Report links Arafat's death to poisoning; body likely to be exhumed
The Al-Jazeera report caused uproar in the Palestinian territories, rekindling unresolved questions about Arafat's death and theories that he had been killed by agents of Israel or by Palestinian rivals.
The New York Times
JERUSALEM — A potentially explosive re-examination of the circumstances behind the death of Yasser Arafat, the symbol of the Palestinian national struggle, on Wednesday galvanized Palestinian suspicions that he had been poisoned and led the Palestinian Authority to agree in principle to an exhumation of his remains, possibly within days.
Arafat's widow, Suha, called for the exhumation a day earlier in an interview with Al-Jazeera, the Qatar-based Arabic channel, after it had reported that Arafat might have been poisoned with polonium, a rare radioactive isotope associated with KGB-style assassination intrigues.
Saeb Erekat, a close aide of the president of the Palestinian Authority, Mahmoud Abbas, said by telephone that once the religious authorities and Arafat's relatives had given the go-ahead, an exhumation could take place "in the coming days."
Then, Erekat said, the Palestinians would seek an international inquiry into Arafat's death similar to the United Nations-backed tribunal that investigated the assassination of Rafik Hariri, a former Lebanese prime minister.
A thorough investigation of all aspects of the death of Arafat, in November 2004, was called for, Erekat said, because "It was not so long ago. Our memories are still alive."
The death of Arafat remains enveloped in mystery and contention. The Al-Jazeera report caused uproar in the Palestinian territories, rekindling unresolved questions about Arafat's death at the age of 75 and theories that he had been killed by agents of Israel or by Palestinian rivals.
Arafat fell ill in October 2004 and was transported by helicopter out of the Mukata, his headquarters in the West Bank city of Ramallah, where he had been under an Israeli army siege for more than two years. He was transferred to a French military hospital where he died about two weeks later of unannounced causes.
Though the hospital records were never made public, fueling speculation and rumors about the cause of death, they were obtained by The New York Times in 2005. The records showed he had died of a stroke that resulted from a bleeding disorder caused by an underlying infection. The infection was never identified. The hospital found no traces of poisons.
Two Palestinian investigative committees have so far failed to produce any conclusive findings.
At a fractious convention of Abbas' Fatah Party in 2009, the first such gathering in 20 years, one point of consensus was the notion that Israel was responsible for the death of Arafat, the founder of Fatah. Delegates blamed Israel for having kept the leader under siege, and Fatah officials said they would continue to investigate the circumstances of his death, and suspicions that Israel had poisoned him.
Israel has always denied any involvement in Arafat's death.
"Ultimately all the documents surrounding Arafat's death are in Palestinian hands," a senior Israeli official said Wednesday, speaking on condition of anonymity because he was not authorized to speak publicly about the issue. "Instead of spreading conspiracy theories, the Palestinians could just make the documents public," he said.

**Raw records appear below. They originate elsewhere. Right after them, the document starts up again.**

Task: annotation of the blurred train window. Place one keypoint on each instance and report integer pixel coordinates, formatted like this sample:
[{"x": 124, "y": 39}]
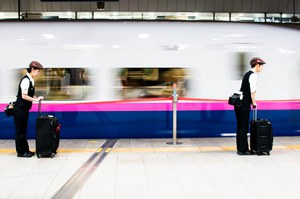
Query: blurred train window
[
  {"x": 62, "y": 83},
  {"x": 150, "y": 82}
]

Suha Arafat gave Al-Jazeera a copy of Yasser Arafat's medical records as well as personal effects including items of clothing he had worn close to his death, his toothbrush and his trademark black and white checkered kaffiyeh. Al-Jazeera said that it took the items for forensic testing to the best laboratories in Europe.
At the Institute of Radiation Physics at the University of Lausanne in Switzerland, doctors found what they said were unusually high levels of polonium-210 in certain items.
Polonium became widely known after Alexander Litvinenko, a former KGB agent who became a critic of the Russian government, died in London in 2006 after he drank tea contaminated with the substance.
"I can confirm to you that we measured an unexplained, elevated amount of unsupported polonium-210 in the belongings of Mr. Arafat that contained stains of biological fluids," Dr. Francois Bochud, the director of the institute, told Al-Jazeera.
Scientists at the institute said that further testing of Arafat's remains would be necessary before any determination that he had been poisoned.
Arafat's body was returned to Ramallah and was buried in a chaotic funeral in the courtyard of the Mukata. His remains now lie in a stately mausoleum, guarded by troops and visited by dignitaries and members of the public who come to lay wreaths.
The legacy left by Arafat is as confounding as he was in life. Revered by many as the revolutionary founding father of Palestinian nationalism, he was also reviled, particularly by many Israelis, who considered him a terrorist.
He was co-awarded the Nobel Peace Prize in 1994 for his role in accepting the Oslo Accords, a blueprint for peace with Israel, but nearly 20 years later his promises of a Palestinian state remain unfulfilled. Corruption was also rampant under his leadership.
"We have moved from at least having the impression under Yasser Arafat that our national aspirations could be fulfilled to survival mode," said Zakaria al-Qaq, a political scientist at Al-Quds University in east Jerusalem.